26 Kasım tarihinde İstanbul'da düzenlenen 5. SteelOrbis Türk Çelik Piyasası Konferansında konuşan, konferans ana sponsoru Erdemir'in Otomotiv ve Beyaz Eşya Direktörü Burak Büyükfırat, çelik fiyatlarındaki dalgalanmanın, çelik üreticilerinin tamamını fiyatlarına yansıtmadığı hammadde fiyatlarındaki değişimlerden kaynaklandığını belirtti.
2009 yılının ilk dokuz ayında 5,67 milyon mt olan Türkiye'nin yassı çelik üretiminin bu yılın aynı döneminde 9,04 milyon mt'a ulaştığını gösteren Büyükfırat, 2011 yılında Türkiye'nin yassı çelik üretim kapasitesinin 14 milyon mt'a ulaşacağını, yassı çelik ithalatının ise 6 milyon mt olmasının öngörüldüğünü açıkladı. Ülkenin yassı çelik talebinin 12 milyon mt olmasının beklendiği dikkate alındığında, Türkiye'nin 2011 yılındaki yassı çelik arz fazlası sekiz milyon mt olacaktır. Büyükfırat, bu durumda çelik üreticileri için ihracatın kaçınılmaz olacağını söyledi.
Büyükfırat, bu yılın ocak ve kasım ayları arasında demir cevheri fiyatlarının %101, hurda fiyatlarının %24,5, metalürjik kok fiyatlarının ise %18,2 arttığını, bununla birlikte yassı çelik fiyatlarının aynı dönemde en fazla %22,5'le Avrupa'da arttığının altını çizdi.
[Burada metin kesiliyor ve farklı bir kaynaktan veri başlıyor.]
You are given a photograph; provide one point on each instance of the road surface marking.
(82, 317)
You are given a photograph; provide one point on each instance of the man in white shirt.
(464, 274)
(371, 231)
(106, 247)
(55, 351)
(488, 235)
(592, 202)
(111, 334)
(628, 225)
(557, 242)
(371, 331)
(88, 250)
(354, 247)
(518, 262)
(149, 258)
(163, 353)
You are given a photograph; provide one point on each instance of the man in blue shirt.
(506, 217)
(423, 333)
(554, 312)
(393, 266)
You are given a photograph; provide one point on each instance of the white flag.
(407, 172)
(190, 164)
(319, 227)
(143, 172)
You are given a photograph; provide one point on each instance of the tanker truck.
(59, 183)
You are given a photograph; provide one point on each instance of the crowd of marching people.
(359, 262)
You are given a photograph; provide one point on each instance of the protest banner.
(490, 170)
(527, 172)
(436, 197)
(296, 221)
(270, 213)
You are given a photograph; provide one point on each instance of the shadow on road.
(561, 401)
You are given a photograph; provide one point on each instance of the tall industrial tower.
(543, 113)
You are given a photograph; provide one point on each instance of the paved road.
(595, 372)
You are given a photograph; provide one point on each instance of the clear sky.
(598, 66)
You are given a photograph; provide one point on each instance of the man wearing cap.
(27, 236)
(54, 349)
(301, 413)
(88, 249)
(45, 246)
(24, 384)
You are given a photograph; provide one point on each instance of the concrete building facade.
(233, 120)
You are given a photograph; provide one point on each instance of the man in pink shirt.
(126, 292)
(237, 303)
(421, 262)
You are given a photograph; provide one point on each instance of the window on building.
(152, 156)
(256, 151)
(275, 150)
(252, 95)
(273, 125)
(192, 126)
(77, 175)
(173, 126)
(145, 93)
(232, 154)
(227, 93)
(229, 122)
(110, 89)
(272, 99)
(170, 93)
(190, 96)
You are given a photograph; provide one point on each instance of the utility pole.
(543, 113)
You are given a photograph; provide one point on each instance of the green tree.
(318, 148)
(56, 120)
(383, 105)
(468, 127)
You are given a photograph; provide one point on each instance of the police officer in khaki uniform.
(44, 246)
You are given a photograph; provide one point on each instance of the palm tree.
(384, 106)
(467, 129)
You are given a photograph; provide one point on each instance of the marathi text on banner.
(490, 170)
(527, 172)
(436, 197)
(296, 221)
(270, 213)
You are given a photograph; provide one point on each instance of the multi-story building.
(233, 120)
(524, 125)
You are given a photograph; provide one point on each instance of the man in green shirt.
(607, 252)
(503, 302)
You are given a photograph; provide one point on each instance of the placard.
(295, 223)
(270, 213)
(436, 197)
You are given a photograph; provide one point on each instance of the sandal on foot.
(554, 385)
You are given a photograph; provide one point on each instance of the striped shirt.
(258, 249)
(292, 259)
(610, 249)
1990-2004 yılları arasında ortalama demir cevheri fiyatının 17,98$/mt, standart sapma oranının ise %13 olduğunu belirten Büyükfırat, 2005 yılından bugüne kadar ise ortalama demir cevheri fiyatının 71,47$/mt'a yükseldiğini, standart sapmanın ise %34,19'a ulaştığını söyledi. 1990-2004 yılları arasındaki dönemde ortalama koklaşabilir taş kömürü fiyatı 49,1$/mt, standart sapma oranı ise %10 olurken, 2005-2010 döneminde ortalama fiyat 158,1$/mt'a, standart sapma oranı ise %47'ye ulaştı. Büyükfırat, bu standart sapma oranlarının sıcak rulo fiyatlarındaki %27 standart sapma oranının üzerinde olduğunu, hatta altın fiyatı ve İMKB endeksindeki dalgalanmanın da üzerinde yer aldığını açıkladı. Bu değişkenliğin geçici olmadığını söyleyen Büyükfırat, üretici ve tüketicilerin riskleri beraber yönetmek zorunda olduğunu belirtti.